Fund manager Jahangir Aka works to temper investor irrationality
Jahangir Aka, the senior executive officer for private banks at SEI Middle East, an investment company with US$172 billion (Dh631.74bn) under management, talks about the launch of five funds to mitigate "irrational" investor decisions at times of market volatility.
Are investors really irrational?
Yes, in that rationality says you buy at the bottom and sell at the top, and unfortunately whether it is investors from the US, Britain or India, the only consistent trend is to panic and sell at the bottom, rather than at the top. That is definitely irrational behaviour, and the strategy doesn't work. We know when to take money off the table, or conversely not panic when markets fall.
The funds are designed as long-term savings plans for the region's investors, especially those who have been sitting on cash and are reluctant to invest. How will these funds encourage more rational investor decisions?

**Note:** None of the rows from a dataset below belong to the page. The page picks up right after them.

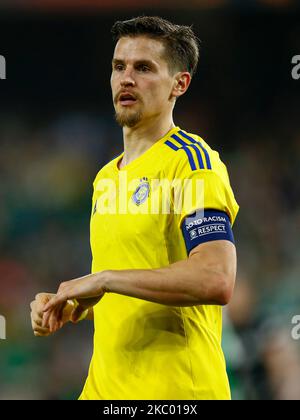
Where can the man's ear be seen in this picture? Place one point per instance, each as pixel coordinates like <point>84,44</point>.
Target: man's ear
<point>181,83</point>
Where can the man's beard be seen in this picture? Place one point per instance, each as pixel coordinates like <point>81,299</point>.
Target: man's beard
<point>128,119</point>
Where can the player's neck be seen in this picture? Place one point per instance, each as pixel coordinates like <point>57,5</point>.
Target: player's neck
<point>139,139</point>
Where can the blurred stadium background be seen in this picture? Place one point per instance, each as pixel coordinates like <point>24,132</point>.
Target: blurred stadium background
<point>57,130</point>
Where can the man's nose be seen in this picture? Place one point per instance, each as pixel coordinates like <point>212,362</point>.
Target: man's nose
<point>127,78</point>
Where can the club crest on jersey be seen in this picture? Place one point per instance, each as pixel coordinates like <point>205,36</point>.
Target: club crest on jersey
<point>142,192</point>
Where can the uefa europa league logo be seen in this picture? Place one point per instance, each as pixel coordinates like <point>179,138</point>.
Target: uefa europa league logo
<point>2,67</point>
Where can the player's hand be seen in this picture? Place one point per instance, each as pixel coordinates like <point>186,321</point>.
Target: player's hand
<point>86,290</point>
<point>37,307</point>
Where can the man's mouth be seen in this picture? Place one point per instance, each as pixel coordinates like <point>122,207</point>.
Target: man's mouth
<point>127,99</point>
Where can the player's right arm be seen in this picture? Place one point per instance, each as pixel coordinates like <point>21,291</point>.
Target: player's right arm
<point>72,312</point>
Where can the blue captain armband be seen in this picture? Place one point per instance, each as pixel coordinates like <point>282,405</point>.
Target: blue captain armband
<point>206,226</point>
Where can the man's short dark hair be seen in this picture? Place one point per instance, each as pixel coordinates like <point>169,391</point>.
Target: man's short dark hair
<point>181,44</point>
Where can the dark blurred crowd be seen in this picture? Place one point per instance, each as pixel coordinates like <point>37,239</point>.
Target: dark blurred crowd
<point>47,166</point>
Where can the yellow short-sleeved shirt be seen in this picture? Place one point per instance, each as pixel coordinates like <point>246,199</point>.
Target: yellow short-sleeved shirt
<point>145,350</point>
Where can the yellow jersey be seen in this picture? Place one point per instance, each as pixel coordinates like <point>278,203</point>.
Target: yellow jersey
<point>145,350</point>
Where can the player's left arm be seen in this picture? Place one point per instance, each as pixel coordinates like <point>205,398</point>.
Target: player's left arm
<point>207,276</point>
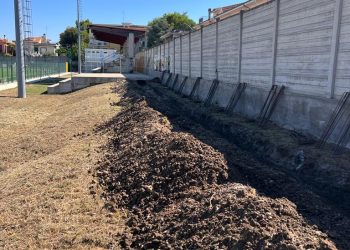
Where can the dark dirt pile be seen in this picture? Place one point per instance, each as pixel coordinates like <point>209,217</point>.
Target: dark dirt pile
<point>173,186</point>
<point>148,162</point>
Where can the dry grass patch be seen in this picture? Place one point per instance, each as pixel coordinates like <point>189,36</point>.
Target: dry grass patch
<point>47,146</point>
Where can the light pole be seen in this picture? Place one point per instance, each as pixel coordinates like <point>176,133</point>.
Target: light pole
<point>19,50</point>
<point>79,37</point>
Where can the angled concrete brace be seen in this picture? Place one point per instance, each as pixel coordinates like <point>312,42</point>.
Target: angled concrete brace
<point>240,46</point>
<point>168,57</point>
<point>180,54</point>
<point>169,79</point>
<point>211,92</point>
<point>201,52</point>
<point>217,48</point>
<point>174,56</point>
<point>195,86</point>
<point>175,81</point>
<point>335,47</point>
<point>189,54</point>
<point>275,41</point>
<point>182,85</point>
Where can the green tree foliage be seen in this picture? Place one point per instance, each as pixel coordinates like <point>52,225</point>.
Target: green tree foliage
<point>167,23</point>
<point>69,40</point>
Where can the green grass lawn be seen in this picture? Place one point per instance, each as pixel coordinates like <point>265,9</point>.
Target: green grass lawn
<point>8,75</point>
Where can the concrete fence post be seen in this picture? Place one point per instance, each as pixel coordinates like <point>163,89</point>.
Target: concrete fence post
<point>180,54</point>
<point>275,41</point>
<point>153,59</point>
<point>201,73</point>
<point>165,67</point>
<point>335,47</point>
<point>174,55</point>
<point>160,57</point>
<point>240,46</point>
<point>217,49</point>
<point>189,54</point>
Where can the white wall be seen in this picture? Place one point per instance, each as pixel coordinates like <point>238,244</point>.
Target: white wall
<point>300,57</point>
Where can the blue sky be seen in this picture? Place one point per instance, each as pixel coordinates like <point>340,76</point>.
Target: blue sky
<point>52,18</point>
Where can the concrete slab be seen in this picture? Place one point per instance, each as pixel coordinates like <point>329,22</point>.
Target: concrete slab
<point>13,85</point>
<point>131,76</point>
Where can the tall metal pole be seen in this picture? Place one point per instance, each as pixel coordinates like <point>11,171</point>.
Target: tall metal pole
<point>19,50</point>
<point>79,37</point>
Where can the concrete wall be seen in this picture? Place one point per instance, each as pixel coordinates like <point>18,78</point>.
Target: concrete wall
<point>301,44</point>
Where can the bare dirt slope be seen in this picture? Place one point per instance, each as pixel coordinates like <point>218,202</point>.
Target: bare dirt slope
<point>179,195</point>
<point>47,146</point>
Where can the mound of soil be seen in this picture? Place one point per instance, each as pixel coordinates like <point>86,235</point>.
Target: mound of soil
<point>174,187</point>
<point>229,216</point>
<point>148,162</point>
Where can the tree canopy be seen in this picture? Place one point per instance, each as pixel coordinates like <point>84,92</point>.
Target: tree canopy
<point>69,39</point>
<point>167,23</point>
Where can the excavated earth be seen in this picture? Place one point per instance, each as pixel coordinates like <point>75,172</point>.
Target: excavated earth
<point>183,190</point>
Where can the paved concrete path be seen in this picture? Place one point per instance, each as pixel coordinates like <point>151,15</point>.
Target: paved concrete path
<point>131,76</point>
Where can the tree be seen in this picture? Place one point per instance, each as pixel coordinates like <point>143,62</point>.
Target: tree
<point>69,37</point>
<point>69,40</point>
<point>167,23</point>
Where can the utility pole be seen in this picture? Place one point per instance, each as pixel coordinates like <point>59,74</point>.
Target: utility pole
<point>79,37</point>
<point>19,50</point>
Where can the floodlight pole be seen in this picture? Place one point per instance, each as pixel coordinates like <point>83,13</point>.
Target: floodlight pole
<point>21,78</point>
<point>79,38</point>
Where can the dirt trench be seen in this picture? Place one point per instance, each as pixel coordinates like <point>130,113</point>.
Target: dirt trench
<point>321,205</point>
<point>179,181</point>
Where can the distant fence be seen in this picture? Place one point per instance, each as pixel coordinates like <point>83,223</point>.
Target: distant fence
<point>302,44</point>
<point>35,67</point>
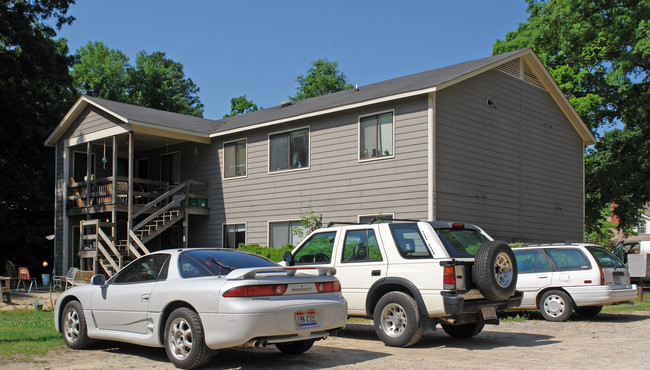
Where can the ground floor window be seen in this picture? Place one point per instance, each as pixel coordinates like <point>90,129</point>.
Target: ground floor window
<point>285,232</point>
<point>234,235</point>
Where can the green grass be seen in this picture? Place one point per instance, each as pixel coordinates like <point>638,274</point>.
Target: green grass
<point>26,333</point>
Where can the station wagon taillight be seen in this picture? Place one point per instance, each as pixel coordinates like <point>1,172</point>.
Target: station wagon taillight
<point>332,286</point>
<point>449,278</point>
<point>256,290</point>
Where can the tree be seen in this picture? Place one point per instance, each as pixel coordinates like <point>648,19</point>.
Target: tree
<point>241,105</point>
<point>160,83</point>
<point>101,72</point>
<point>322,78</point>
<point>599,54</point>
<point>35,93</point>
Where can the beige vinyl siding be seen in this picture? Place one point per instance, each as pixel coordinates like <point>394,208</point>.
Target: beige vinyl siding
<point>505,168</point>
<point>336,185</point>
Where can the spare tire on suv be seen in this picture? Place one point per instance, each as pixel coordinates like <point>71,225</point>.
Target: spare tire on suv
<point>495,270</point>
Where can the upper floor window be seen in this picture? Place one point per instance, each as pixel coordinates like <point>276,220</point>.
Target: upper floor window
<point>376,136</point>
<point>234,159</point>
<point>289,150</point>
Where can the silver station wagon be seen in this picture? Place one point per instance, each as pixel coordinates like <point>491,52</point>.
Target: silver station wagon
<point>560,278</point>
<point>193,301</point>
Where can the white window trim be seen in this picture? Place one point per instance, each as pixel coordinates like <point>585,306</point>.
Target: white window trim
<point>375,215</point>
<point>223,234</point>
<point>268,162</point>
<point>268,228</point>
<point>223,162</point>
<point>359,159</point>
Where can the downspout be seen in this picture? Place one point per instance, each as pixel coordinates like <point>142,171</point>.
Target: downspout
<point>431,157</point>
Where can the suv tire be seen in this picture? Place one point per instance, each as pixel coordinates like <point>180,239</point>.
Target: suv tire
<point>397,320</point>
<point>495,270</point>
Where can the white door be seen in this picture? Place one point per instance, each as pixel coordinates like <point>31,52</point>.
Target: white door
<point>534,274</point>
<point>359,266</point>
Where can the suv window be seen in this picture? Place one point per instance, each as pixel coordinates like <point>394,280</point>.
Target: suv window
<point>361,246</point>
<point>461,242</point>
<point>317,249</point>
<point>568,259</point>
<point>532,261</point>
<point>604,258</point>
<point>409,241</point>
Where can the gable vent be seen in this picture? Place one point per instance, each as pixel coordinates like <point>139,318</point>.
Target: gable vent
<point>514,69</point>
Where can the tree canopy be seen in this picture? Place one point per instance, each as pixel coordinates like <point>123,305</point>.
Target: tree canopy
<point>322,78</point>
<point>155,81</point>
<point>35,92</point>
<point>241,105</point>
<point>599,54</point>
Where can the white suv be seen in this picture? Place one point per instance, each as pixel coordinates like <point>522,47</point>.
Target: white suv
<point>408,273</point>
<point>560,278</point>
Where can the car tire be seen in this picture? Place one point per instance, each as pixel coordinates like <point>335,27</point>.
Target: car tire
<point>464,330</point>
<point>588,311</point>
<point>185,340</point>
<point>397,320</point>
<point>495,270</point>
<point>73,325</point>
<point>295,348</point>
<point>556,305</point>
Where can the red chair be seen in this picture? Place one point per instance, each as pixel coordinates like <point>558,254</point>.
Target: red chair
<point>23,277</point>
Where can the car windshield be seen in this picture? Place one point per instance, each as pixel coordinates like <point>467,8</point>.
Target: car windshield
<point>210,262</point>
<point>605,258</point>
<point>461,242</point>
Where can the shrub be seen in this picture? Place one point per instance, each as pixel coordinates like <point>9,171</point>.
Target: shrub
<point>274,254</point>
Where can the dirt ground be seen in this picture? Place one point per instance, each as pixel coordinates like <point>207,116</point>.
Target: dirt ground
<point>608,341</point>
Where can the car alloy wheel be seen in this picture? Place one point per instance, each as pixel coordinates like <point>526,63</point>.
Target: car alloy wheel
<point>393,320</point>
<point>180,338</point>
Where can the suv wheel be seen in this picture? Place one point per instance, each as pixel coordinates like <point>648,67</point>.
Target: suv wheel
<point>464,330</point>
<point>495,270</point>
<point>556,305</point>
<point>397,320</point>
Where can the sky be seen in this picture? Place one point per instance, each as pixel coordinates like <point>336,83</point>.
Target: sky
<point>258,48</point>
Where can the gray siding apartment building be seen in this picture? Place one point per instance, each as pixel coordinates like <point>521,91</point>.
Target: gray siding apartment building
<point>492,142</point>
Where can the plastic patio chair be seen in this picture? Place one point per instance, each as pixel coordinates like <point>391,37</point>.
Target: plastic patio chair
<point>23,277</point>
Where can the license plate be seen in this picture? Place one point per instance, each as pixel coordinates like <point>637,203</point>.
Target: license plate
<point>305,319</point>
<point>489,313</point>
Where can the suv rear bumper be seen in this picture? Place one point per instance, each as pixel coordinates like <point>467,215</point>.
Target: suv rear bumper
<point>455,305</point>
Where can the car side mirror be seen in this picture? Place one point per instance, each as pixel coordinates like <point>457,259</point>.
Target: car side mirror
<point>288,258</point>
<point>98,280</point>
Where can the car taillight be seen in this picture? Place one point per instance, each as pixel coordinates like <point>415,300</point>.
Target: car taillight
<point>449,278</point>
<point>256,290</point>
<point>333,286</point>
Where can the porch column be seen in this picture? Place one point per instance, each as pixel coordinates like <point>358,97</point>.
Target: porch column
<point>129,200</point>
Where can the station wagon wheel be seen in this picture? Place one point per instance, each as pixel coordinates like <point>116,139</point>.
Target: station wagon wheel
<point>73,323</point>
<point>397,320</point>
<point>184,339</point>
<point>556,305</point>
<point>495,271</point>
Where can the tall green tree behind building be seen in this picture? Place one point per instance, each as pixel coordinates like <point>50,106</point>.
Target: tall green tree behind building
<point>35,92</point>
<point>599,54</point>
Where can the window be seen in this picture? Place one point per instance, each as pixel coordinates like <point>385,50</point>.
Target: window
<point>289,150</point>
<point>283,233</point>
<point>318,249</point>
<point>385,218</point>
<point>149,268</point>
<point>376,136</point>
<point>409,241</point>
<point>233,235</point>
<point>361,246</point>
<point>234,159</point>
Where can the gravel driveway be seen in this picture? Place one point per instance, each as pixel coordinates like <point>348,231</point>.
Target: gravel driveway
<point>608,341</point>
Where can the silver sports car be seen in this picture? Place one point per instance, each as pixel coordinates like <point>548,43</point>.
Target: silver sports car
<point>192,301</point>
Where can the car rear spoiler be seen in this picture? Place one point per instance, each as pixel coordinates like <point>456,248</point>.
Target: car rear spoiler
<point>250,273</point>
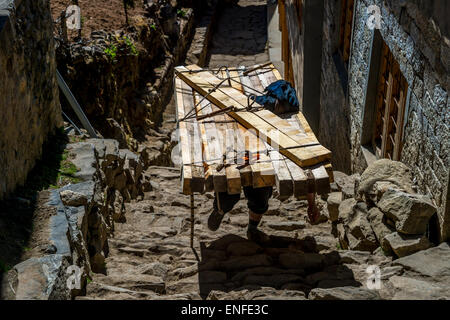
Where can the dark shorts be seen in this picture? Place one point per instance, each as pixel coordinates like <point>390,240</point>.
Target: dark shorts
<point>257,199</point>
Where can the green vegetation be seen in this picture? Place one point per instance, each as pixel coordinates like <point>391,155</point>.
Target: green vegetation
<point>126,5</point>
<point>66,172</point>
<point>53,170</point>
<point>131,46</point>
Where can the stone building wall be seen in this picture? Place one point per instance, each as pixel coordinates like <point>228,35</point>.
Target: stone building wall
<point>418,40</point>
<point>334,125</point>
<point>29,98</point>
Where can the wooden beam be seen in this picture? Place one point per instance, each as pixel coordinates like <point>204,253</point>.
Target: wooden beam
<point>195,146</point>
<point>304,156</point>
<point>186,172</point>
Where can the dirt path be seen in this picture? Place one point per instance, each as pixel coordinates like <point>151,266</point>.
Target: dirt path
<point>241,35</point>
<point>150,255</point>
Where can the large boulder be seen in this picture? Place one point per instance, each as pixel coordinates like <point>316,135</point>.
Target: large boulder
<point>309,261</point>
<point>346,208</point>
<point>387,171</point>
<point>343,293</point>
<point>404,245</point>
<point>408,288</point>
<point>346,184</point>
<point>410,212</point>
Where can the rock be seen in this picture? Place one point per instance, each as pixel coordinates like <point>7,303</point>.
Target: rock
<point>286,225</point>
<point>72,199</point>
<point>185,272</point>
<point>346,208</point>
<point>155,269</point>
<point>380,188</point>
<point>244,248</point>
<point>265,271</point>
<point>225,241</point>
<point>358,230</point>
<point>410,212</point>
<point>343,293</point>
<point>333,283</point>
<point>212,277</point>
<point>301,260</point>
<point>388,272</point>
<point>406,288</point>
<point>274,280</point>
<point>41,278</point>
<point>432,263</point>
<point>246,262</point>
<point>404,245</point>
<point>350,256</point>
<point>346,183</point>
<point>134,251</point>
<point>343,241</point>
<point>83,156</point>
<point>325,242</point>
<point>379,227</point>
<point>333,202</point>
<point>388,171</point>
<point>114,130</point>
<point>257,294</point>
<point>213,254</point>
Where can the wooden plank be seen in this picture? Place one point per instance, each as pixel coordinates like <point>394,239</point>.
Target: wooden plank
<point>195,146</point>
<point>186,172</point>
<point>211,145</point>
<point>304,156</point>
<point>245,171</point>
<point>232,172</point>
<point>216,133</point>
<point>283,179</point>
<point>299,126</point>
<point>387,112</point>
<point>280,124</point>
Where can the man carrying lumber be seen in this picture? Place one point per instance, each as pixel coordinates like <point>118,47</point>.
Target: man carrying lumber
<point>280,98</point>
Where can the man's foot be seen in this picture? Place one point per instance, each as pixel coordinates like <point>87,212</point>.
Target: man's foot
<point>214,220</point>
<point>257,236</point>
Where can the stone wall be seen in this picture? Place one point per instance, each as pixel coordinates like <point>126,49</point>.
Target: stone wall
<point>124,96</point>
<point>334,126</point>
<point>29,98</point>
<point>75,236</point>
<point>416,37</point>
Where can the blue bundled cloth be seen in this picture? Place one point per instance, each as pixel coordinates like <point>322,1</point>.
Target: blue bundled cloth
<point>280,97</point>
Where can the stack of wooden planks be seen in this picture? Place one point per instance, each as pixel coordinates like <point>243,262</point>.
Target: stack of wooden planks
<point>286,152</point>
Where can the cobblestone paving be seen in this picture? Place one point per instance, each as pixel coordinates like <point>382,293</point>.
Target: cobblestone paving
<point>241,35</point>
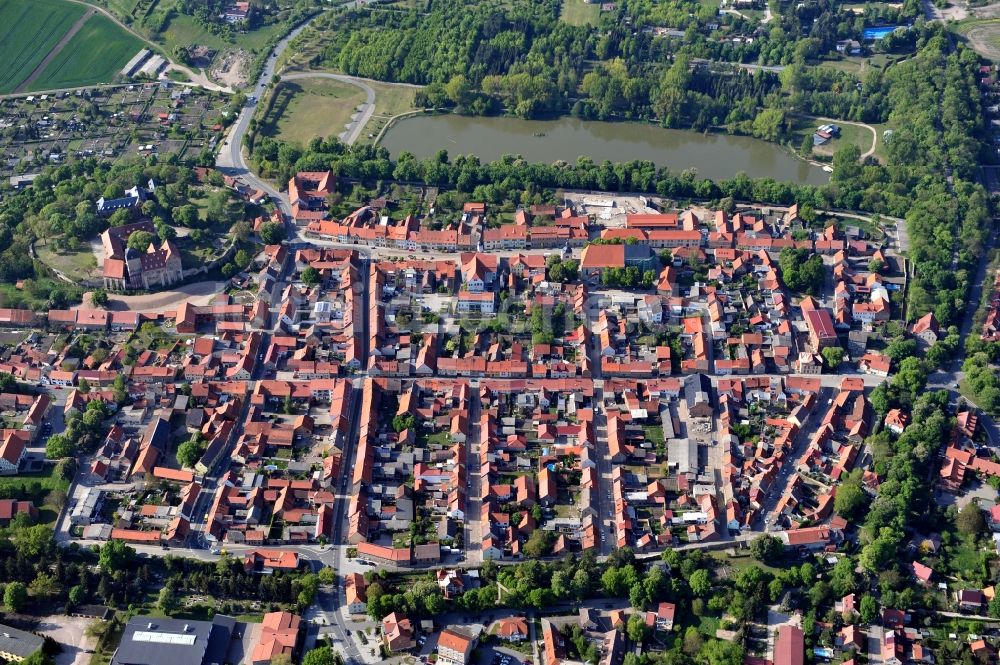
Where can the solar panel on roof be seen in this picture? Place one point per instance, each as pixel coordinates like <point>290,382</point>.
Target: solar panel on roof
<point>163,638</point>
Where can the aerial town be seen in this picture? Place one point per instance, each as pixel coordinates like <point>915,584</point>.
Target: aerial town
<point>527,333</point>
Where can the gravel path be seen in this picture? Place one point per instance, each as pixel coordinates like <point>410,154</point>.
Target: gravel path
<point>198,293</point>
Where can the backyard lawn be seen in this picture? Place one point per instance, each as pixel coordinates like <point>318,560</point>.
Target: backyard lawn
<point>579,12</point>
<point>78,265</point>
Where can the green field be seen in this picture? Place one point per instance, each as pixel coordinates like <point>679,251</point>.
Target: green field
<point>28,31</point>
<point>183,30</point>
<point>578,12</point>
<point>307,108</point>
<point>94,55</point>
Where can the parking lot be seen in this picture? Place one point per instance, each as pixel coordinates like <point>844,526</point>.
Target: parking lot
<point>71,633</point>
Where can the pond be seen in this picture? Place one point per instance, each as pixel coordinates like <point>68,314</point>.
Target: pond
<point>714,156</point>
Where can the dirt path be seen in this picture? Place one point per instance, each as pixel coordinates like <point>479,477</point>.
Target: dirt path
<point>198,293</point>
<point>75,28</point>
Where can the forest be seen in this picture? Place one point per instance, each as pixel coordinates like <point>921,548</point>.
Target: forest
<point>644,61</point>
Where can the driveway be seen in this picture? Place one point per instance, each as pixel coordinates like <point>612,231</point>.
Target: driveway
<point>71,634</point>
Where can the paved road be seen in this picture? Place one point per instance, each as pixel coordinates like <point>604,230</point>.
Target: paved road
<point>230,160</point>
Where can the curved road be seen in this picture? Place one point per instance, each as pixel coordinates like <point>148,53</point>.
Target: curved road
<point>230,160</point>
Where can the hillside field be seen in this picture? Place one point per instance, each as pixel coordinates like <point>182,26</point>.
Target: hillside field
<point>94,55</point>
<point>28,31</point>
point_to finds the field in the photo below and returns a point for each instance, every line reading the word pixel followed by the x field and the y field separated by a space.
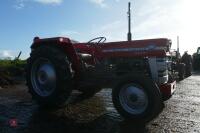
pixel 11 70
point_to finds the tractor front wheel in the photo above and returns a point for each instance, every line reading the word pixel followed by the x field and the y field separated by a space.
pixel 48 76
pixel 137 100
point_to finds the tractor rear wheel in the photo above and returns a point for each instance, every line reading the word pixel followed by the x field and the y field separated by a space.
pixel 137 99
pixel 48 76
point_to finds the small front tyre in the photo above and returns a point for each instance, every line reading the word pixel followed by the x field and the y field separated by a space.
pixel 137 100
pixel 48 76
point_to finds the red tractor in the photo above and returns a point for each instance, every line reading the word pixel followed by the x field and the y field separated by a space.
pixel 137 71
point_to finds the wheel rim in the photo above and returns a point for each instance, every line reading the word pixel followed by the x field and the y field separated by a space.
pixel 133 99
pixel 43 77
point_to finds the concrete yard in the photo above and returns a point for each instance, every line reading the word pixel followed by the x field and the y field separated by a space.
pixel 97 115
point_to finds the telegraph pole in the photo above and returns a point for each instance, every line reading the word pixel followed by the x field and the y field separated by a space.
pixel 178 44
pixel 129 35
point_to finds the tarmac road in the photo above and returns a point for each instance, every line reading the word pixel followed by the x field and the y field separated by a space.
pixel 18 113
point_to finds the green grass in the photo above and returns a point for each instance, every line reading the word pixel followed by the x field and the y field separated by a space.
pixel 12 67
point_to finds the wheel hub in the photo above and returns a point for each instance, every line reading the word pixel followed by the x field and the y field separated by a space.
pixel 43 77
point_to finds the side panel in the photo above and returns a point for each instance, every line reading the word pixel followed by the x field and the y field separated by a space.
pixel 63 45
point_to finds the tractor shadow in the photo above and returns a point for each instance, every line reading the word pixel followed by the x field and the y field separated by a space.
pixel 89 116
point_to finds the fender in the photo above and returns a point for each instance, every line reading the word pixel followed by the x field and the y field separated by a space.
pixel 62 43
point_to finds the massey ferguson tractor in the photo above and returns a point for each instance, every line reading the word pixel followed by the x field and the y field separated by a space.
pixel 137 71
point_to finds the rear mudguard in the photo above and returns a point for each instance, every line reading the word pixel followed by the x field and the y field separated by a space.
pixel 63 44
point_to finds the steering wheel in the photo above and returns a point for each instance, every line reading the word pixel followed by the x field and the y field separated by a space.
pixel 98 40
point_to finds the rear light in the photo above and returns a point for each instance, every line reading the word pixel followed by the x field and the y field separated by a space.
pixel 61 39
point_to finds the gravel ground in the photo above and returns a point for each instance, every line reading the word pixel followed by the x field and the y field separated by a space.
pixel 97 114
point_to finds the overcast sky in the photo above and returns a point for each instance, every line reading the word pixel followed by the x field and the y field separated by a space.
pixel 82 20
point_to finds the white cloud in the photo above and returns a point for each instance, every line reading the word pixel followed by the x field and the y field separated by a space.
pixel 99 2
pixel 49 1
pixel 6 54
pixel 21 3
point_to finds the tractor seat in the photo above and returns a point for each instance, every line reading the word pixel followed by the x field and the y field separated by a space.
pixel 84 56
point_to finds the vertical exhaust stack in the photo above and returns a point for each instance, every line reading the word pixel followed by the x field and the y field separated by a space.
pixel 129 35
pixel 178 44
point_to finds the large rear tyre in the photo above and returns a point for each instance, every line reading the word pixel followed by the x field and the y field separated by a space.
pixel 137 99
pixel 48 76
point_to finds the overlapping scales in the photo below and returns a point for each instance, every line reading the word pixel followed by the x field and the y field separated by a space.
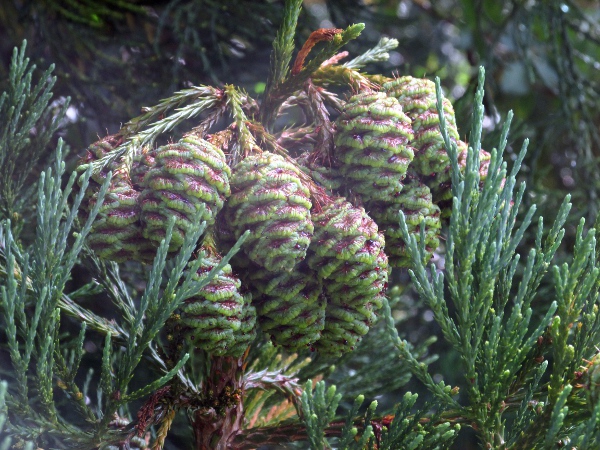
pixel 186 175
pixel 269 199
pixel 348 253
pixel 325 175
pixel 352 304
pixel 116 234
pixel 373 144
pixel 213 316
pixel 290 306
pixel 418 99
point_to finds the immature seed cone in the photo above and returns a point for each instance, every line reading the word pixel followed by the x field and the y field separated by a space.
pixel 269 199
pixel 142 163
pixel 290 306
pixel 347 252
pixel 418 99
pixel 325 175
pixel 116 234
pixel 373 144
pixel 416 204
pixel 247 332
pixel 213 316
pixel 351 308
pixel 185 176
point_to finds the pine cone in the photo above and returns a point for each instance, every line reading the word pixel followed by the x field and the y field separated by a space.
pixel 142 163
pixel 290 306
pixel 418 99
pixel 116 234
pixel 416 203
pixel 269 199
pixel 186 175
pixel 213 316
pixel 372 142
pixel 247 332
pixel 351 308
pixel 347 251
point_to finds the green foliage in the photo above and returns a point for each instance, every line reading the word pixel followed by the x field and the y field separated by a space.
pixel 29 122
pixel 529 366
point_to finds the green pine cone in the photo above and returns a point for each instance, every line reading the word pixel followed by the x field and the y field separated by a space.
pixel 247 332
pixel 142 163
pixel 416 203
pixel 116 234
pixel 186 175
pixel 290 306
pixel 94 152
pixel 213 316
pixel 347 252
pixel 352 302
pixel 344 234
pixel 269 199
pixel 418 99
pixel 373 144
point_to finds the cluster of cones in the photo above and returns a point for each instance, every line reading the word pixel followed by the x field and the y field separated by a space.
pixel 315 265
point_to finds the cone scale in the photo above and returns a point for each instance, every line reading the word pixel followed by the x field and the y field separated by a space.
pixel 186 176
pixel 269 199
pixel 347 253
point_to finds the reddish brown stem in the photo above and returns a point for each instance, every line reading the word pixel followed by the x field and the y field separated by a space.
pixel 216 426
pixel 322 34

It's about understanding the psychology of investors. We ask simple questions like "would you take a 15-minute break now or 30-minute break tomorrow?" So if someone picks the first one, we know they're pretty short-termist. For example why do people take a punt in India and China? Because they're short-termist, but this doesn't usually mean the best returns.
What else are retail investors doing wrong?
Retail investors keep riding up the market and then it becomes too late to make an investment because prices fall again. Also sticking to your own market. We all have these homing-pigeon instincts with shares. I can touch it, I can feel it, I know it, but it doesn't necessarily mean we're doing the right thing.
Is this what you mean by a goals-based portfolio?
Yes, it's the conversation that takes place with insurance firms and banks and investors. We ask direct questions like "what's your time horizon for investment, how much do you want to put in?" not "what funds do you want to invest in?" That is not the job of the investor, because making decisions like that are very difficult. And these are all things that tell you about how you should design a portfolio, and all too often in our industry we ask questions they don't have answers for.
Are the funds designed in response to recent events?
That would be a little bit too opportunistic, and we wouldn't have been able to mobilise such a big investment so quickly. We have spent a lot of time understanding the Middle East market, plus there have been volatile events consistently every 18 months for the last 10 years.
So why launch these products now?
Investors continue to look to diversify assets globally but they can't keep waiting for the next hot theme, because they've been waiting for the last three years already. At the same time it doesn't mean money cannot be made from that.